Sadly, none of the supposed free-market ideologues in Congress are listening to the markets. With interest rates near zero, investors are sending the United States a flashing green light: Go borrow money to rebuild our decrepit and deteriorating infrastructure, investments that would put people back to work and make the country far more competitive.
So why this obsession with deficits and debt? There are many factors, but central to it is a widespread elite consensus that this crisis provides a unique opportunity to “fix” — exact benefit cuts from — Social Security, Medicare and Medicaid, despite the opposition of broad majorities across the political spectrum.
No one has done more to propagate and consolidate this consensus than the Wall Street billionaire Pete Peterson, who has been railing about the threat posed by the “paid vacation” provided by Social Security and Medicare for over three decades. As a special feature in this week’s Nation (which I edit) and a valuable report by the Center for Media and Democracy demonstrate, Peterson has devoted nearly half a billion dollars to this quest since 2008.
Only last week, Fix the Debt, one of the many groups funded by Peterson, trotted out its co-founders, Erskine Bowles and Alan Simpson, to lay out yet another plan. Echoing Peterson’s views, they called for cuts in Medicare and Social Security, tax reform that would lower top rates but close loopholes (including middle-class tax breaks such as that for employer-based health care), and curbs on all other government spending.
This elite consensus ignores how we got into the fix we are in. The deficit was under 2 percent of gross domestic product in 2007 and the debt under 40 percent of GDP when Wall Street’s wilding blew up the housing bubble and drove the economy into the Great Recession. Wall Street got bailed out, but the deficit soared to 11 percent of GDP and Americans lost nearly 40 percent of their wealth. You’d think anyone so fixated on avoiding another Pearl Harbor moment would focus on making certain Wall Street was properly shackled, and the too-big-to-fail banks broken up.
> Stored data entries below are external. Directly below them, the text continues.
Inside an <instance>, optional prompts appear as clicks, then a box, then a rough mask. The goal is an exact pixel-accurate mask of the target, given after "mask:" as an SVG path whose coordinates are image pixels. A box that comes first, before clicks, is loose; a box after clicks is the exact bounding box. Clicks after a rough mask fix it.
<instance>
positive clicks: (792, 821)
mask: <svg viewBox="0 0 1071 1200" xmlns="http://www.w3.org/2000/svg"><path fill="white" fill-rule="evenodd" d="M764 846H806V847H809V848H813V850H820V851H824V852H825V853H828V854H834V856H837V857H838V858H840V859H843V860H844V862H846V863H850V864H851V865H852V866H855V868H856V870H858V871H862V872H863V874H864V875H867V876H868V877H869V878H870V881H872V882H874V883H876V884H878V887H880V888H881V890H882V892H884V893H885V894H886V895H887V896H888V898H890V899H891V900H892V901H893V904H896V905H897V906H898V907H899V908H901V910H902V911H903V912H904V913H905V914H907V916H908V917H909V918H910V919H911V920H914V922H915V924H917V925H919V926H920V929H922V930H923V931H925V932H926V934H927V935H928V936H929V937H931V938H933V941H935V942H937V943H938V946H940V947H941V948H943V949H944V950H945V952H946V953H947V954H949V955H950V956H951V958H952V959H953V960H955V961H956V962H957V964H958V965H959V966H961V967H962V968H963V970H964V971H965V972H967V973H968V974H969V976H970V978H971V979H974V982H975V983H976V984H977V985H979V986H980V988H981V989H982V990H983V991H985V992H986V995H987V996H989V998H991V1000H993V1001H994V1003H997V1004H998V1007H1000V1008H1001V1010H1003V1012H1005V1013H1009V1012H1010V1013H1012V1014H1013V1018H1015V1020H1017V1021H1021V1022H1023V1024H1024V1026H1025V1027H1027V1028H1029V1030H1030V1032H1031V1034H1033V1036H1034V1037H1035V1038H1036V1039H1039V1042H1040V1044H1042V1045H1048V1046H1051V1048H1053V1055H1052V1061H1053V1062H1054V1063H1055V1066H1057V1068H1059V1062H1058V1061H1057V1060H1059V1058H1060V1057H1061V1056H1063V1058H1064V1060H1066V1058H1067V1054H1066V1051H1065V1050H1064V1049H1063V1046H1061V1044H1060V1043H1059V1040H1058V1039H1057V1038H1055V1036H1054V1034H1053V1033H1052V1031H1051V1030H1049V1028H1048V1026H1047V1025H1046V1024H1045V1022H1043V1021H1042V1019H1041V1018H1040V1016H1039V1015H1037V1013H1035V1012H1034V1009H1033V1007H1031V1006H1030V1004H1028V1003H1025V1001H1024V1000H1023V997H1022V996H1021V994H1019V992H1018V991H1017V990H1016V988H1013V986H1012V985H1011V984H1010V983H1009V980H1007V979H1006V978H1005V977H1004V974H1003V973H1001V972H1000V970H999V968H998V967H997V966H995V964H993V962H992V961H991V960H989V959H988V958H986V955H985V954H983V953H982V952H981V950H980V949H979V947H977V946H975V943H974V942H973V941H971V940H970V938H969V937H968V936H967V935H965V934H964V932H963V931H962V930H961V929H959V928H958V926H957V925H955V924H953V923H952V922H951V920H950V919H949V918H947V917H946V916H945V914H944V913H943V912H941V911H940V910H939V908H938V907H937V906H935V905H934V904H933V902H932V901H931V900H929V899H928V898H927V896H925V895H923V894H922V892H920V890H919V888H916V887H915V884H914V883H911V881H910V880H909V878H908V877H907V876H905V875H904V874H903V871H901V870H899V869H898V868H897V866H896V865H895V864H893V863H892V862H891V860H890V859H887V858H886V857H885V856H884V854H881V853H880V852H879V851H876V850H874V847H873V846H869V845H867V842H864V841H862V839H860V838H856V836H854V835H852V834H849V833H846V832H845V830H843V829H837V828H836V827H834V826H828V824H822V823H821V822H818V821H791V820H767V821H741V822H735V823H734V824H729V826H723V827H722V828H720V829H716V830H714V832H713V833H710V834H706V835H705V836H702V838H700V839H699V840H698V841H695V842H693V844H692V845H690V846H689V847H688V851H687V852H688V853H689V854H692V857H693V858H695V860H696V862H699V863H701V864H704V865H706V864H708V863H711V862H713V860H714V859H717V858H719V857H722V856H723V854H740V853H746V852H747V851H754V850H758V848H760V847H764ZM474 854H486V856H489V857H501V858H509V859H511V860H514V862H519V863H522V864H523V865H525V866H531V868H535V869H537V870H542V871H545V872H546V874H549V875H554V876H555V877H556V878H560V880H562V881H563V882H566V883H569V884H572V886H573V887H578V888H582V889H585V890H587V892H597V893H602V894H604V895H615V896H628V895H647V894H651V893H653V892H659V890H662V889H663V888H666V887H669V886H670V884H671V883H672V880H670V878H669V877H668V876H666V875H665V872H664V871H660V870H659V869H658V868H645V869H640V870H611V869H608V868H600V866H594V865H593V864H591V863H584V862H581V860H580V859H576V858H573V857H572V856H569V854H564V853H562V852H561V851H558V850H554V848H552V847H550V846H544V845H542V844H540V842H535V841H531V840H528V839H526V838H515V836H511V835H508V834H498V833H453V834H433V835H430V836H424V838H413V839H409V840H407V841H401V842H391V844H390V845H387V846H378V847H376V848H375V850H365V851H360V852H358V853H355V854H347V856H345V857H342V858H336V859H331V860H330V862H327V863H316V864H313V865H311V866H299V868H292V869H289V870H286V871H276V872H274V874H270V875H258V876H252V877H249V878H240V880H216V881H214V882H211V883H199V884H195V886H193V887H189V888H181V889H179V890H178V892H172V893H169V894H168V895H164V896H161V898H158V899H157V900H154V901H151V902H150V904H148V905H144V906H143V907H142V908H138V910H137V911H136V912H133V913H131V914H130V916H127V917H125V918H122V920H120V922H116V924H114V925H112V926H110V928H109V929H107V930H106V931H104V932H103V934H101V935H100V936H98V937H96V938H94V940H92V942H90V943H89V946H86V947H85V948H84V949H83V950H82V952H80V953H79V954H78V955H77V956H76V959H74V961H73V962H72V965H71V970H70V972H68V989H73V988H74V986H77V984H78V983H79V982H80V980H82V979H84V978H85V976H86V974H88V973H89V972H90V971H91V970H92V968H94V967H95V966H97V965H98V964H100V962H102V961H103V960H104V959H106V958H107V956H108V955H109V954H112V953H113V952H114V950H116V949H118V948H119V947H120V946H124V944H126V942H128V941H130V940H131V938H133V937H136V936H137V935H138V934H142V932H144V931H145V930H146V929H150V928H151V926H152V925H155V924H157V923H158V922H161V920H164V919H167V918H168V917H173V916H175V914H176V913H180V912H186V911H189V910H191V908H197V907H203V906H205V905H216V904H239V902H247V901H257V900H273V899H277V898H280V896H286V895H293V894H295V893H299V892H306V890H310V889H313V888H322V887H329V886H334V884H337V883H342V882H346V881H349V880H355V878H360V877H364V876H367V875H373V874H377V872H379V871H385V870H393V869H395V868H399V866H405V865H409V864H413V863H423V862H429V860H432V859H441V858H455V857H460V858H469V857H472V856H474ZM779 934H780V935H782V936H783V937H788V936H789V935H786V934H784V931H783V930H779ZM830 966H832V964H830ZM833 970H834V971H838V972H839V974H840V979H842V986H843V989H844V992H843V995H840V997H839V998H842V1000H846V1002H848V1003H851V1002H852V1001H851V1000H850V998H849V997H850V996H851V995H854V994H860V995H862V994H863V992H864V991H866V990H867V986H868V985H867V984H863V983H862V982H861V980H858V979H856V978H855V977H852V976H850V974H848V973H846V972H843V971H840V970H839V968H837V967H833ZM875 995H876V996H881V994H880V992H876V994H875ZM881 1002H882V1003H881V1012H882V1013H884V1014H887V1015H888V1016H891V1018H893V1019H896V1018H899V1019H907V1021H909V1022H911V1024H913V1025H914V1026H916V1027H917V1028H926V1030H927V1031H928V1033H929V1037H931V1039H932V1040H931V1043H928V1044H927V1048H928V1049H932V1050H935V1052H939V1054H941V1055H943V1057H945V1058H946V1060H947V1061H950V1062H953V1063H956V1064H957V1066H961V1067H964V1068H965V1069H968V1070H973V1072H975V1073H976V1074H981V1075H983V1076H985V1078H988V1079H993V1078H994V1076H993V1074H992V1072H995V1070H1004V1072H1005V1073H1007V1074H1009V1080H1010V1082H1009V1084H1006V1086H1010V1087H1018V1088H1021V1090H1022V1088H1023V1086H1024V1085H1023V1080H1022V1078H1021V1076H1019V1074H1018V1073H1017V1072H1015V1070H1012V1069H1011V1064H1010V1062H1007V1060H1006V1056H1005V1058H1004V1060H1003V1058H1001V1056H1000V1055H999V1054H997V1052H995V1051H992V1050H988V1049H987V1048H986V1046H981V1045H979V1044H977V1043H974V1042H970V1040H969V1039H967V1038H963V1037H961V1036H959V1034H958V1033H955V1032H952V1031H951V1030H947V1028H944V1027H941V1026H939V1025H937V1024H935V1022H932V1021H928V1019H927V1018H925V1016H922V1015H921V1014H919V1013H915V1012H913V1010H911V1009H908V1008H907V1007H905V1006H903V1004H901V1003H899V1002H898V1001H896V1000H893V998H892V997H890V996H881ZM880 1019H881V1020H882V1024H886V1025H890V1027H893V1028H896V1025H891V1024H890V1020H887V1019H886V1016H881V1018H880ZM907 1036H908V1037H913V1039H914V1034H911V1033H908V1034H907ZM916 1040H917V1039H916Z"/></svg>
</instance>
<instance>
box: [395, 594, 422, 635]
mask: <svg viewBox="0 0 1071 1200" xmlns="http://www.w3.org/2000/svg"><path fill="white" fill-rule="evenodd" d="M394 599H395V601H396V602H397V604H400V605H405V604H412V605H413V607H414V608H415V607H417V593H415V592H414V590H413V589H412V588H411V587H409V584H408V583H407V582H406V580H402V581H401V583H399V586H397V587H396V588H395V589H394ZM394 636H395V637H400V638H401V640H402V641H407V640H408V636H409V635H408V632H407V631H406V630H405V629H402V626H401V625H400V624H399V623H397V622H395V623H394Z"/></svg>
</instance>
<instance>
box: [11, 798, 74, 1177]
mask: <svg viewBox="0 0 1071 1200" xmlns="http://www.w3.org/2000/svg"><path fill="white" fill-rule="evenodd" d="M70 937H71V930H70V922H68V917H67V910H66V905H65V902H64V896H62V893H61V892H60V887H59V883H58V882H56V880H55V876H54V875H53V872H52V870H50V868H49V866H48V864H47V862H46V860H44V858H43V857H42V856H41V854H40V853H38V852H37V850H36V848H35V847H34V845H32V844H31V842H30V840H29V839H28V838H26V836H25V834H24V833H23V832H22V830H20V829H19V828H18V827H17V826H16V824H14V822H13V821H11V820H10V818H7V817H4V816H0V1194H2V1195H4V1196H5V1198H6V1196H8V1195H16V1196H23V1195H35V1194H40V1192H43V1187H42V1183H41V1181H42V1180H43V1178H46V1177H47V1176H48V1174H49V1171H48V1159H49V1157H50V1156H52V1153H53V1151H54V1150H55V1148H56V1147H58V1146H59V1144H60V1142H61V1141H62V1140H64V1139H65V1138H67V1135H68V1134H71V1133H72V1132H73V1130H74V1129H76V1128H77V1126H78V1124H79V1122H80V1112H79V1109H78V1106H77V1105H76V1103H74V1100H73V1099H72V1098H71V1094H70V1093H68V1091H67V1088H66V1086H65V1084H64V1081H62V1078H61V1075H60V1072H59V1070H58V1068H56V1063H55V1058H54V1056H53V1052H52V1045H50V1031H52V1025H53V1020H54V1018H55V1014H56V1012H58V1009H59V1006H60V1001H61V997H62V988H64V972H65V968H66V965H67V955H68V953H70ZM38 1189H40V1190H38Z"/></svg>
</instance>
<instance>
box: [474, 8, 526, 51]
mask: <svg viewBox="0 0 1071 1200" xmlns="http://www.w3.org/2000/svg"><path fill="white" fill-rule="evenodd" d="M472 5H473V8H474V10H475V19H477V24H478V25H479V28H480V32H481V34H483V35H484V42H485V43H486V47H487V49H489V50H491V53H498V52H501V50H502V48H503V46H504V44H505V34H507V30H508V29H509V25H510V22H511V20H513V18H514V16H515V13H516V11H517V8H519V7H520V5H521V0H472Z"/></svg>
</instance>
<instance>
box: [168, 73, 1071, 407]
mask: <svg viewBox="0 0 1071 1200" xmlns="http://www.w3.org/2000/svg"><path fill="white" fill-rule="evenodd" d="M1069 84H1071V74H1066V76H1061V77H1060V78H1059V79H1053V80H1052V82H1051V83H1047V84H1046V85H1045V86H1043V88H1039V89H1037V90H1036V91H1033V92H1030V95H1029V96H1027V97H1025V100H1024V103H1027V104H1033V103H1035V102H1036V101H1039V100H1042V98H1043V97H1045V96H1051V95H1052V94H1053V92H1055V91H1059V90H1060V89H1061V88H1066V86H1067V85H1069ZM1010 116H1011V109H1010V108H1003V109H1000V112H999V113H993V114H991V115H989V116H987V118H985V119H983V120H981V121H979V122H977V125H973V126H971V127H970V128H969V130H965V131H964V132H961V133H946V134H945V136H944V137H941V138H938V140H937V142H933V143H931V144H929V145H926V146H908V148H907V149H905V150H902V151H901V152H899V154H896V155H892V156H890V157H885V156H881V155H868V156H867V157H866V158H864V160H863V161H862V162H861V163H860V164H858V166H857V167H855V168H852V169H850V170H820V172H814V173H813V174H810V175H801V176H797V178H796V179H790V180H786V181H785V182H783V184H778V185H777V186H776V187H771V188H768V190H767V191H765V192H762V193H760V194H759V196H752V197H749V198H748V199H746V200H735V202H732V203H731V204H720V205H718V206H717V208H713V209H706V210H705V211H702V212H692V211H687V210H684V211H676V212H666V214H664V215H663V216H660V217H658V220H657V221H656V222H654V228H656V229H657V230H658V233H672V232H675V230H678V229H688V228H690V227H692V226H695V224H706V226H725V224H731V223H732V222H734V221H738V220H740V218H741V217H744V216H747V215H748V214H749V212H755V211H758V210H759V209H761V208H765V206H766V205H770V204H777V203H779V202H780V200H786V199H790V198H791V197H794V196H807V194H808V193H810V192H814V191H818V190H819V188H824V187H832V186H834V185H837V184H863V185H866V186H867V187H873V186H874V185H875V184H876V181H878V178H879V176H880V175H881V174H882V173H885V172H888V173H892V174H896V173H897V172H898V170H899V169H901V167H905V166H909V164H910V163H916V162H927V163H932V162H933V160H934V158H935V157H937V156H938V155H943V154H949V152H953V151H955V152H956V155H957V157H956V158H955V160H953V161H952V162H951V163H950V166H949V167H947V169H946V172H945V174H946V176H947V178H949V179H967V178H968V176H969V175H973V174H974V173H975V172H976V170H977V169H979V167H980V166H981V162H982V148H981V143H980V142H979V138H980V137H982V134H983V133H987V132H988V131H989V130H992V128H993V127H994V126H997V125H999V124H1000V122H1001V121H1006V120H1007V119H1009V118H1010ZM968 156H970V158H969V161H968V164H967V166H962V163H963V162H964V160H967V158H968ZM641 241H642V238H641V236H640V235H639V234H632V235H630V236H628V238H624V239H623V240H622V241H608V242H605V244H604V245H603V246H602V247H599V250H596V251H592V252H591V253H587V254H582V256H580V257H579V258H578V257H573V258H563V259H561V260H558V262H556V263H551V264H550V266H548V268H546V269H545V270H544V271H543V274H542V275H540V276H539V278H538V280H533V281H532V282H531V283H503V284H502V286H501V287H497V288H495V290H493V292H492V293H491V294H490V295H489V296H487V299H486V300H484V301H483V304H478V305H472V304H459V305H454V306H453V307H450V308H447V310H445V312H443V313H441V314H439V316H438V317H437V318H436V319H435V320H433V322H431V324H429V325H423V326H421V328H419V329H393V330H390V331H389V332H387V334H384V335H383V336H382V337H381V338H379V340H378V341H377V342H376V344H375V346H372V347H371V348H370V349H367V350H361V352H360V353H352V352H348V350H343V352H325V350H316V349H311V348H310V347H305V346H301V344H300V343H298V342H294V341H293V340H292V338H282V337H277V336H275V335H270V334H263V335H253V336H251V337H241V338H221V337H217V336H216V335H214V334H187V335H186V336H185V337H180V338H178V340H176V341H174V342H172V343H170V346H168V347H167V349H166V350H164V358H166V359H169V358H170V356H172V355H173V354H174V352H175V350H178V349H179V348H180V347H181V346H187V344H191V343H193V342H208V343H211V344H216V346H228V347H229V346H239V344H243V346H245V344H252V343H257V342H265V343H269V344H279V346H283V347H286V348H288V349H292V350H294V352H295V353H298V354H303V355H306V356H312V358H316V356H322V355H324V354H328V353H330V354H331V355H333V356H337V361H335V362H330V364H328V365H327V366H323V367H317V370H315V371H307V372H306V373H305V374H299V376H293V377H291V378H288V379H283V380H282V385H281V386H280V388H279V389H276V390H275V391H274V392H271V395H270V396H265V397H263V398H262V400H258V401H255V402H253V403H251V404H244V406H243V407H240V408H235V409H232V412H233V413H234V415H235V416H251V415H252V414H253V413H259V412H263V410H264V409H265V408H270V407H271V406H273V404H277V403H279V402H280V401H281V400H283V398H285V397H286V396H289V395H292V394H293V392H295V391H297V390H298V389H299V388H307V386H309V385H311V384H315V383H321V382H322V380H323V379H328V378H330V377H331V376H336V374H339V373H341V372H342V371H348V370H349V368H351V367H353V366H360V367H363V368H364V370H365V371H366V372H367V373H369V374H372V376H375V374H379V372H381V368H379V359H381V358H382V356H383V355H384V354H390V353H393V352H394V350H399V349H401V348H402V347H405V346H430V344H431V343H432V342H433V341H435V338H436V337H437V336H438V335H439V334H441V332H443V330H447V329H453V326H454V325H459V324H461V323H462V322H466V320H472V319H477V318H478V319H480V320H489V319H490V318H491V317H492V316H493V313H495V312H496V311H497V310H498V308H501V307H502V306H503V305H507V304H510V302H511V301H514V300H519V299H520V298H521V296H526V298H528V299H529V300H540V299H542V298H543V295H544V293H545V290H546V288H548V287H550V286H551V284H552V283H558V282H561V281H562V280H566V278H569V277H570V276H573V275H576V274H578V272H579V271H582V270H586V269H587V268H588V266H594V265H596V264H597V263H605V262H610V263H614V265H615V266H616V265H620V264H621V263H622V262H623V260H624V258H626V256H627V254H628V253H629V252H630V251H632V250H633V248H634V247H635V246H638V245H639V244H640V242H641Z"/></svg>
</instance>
But the elite bipartisan consensus is focused on sending the bill for Wall Street’s mess to an already battered middle class, by weakening the basic pillars of a family’s economic security — Social Security, Medicare and Medicaid. And they are a lot closer than anyone thinks. The sequester is just the first of a series of austerity bombs that the Republican Congress will use to extort cuts in these benefits.
It’s time to stop such extortionists from holding our country’s economic future hostage.
Katrina vanden Heuvel is the editor and publisher of The Nation.